Long RCA Occlusion: Application of the Various Techniques for Successful Treatment

Please register or log-in to see the video.


Presented by:

Emmanouil S. Brilakis, MD, PhD

Associate Professor of Medicine

University of Texas Southwestern Medical Center

VA North Texas Healthcare System

Dallas, TX


About the Video:

This is a case of a 65-year-old man with prior coronary artery bypass graft surgery (17 years prior) who presented with exertional angina. A dobutamine stress echocardiography showed inferior ischemia. Diagnostic angiography demonstrated that there were occlusions of the proximal right coronary artery and the mid-left anterior descending artery. All bypass grafts were occluded except for a left internal mammary artery graft to the left anterior descending artery.


We decided to attempt intervention of the right coronary artery occlusion. Due to lesion complexity, a primary retrograde approach was used for lesion crossing. The first septal collateral branch was successfully crossed with a Sion guidewire over a FineCross microcatheter.

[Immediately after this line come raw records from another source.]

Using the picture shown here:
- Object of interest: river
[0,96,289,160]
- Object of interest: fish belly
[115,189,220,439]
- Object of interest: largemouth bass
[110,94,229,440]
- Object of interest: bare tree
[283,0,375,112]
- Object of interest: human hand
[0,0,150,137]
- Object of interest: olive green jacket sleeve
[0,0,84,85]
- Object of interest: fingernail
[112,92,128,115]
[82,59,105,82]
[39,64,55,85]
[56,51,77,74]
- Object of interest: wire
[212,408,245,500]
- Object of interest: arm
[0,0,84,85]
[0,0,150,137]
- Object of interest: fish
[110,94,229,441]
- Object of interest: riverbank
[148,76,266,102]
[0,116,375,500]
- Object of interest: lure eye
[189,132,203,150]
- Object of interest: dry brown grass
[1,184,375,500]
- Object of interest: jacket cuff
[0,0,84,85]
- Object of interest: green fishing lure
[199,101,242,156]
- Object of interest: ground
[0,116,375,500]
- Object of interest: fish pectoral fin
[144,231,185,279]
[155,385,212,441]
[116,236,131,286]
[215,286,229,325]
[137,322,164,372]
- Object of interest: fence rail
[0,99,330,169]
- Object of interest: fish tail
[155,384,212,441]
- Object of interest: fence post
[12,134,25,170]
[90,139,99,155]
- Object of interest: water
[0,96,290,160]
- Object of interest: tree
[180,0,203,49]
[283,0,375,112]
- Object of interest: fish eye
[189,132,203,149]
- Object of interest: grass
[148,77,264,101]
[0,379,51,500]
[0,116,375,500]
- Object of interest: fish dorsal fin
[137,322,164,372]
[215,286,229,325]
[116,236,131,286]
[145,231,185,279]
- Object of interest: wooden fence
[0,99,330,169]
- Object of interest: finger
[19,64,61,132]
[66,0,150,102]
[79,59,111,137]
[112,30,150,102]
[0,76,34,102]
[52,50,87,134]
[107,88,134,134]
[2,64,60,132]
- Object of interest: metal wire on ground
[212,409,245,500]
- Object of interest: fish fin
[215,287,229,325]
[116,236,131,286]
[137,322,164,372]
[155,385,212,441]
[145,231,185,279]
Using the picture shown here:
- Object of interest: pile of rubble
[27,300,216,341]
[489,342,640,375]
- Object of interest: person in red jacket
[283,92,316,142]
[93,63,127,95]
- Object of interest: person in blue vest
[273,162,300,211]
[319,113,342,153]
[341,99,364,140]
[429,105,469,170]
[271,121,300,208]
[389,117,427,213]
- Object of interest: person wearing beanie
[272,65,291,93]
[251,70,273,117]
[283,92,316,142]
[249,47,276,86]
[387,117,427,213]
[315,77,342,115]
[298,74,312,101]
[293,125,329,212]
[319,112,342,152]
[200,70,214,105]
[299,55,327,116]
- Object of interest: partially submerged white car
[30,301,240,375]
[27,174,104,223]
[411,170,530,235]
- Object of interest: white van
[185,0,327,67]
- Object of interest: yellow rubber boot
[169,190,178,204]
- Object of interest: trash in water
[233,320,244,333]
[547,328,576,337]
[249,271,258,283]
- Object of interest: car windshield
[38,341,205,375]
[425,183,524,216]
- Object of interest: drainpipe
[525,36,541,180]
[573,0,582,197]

Retrograde engagement of the lesion initially failed, as did antegrade crossing attempts. The retrograde guidewire was exchanged for a Pilot 200 guidewire that formed a knuckle that crossed the lesion subintimally until the proximal right coronary artery.


Re-entry into the proximal true lumen was achieved using the reverse-CART technique, followed by wire-snaring and externalization. After stent implantation, TIMI-3 antegrade flow was restored in the right coronary artery, resulting in resolution of the patient’s exertional angina.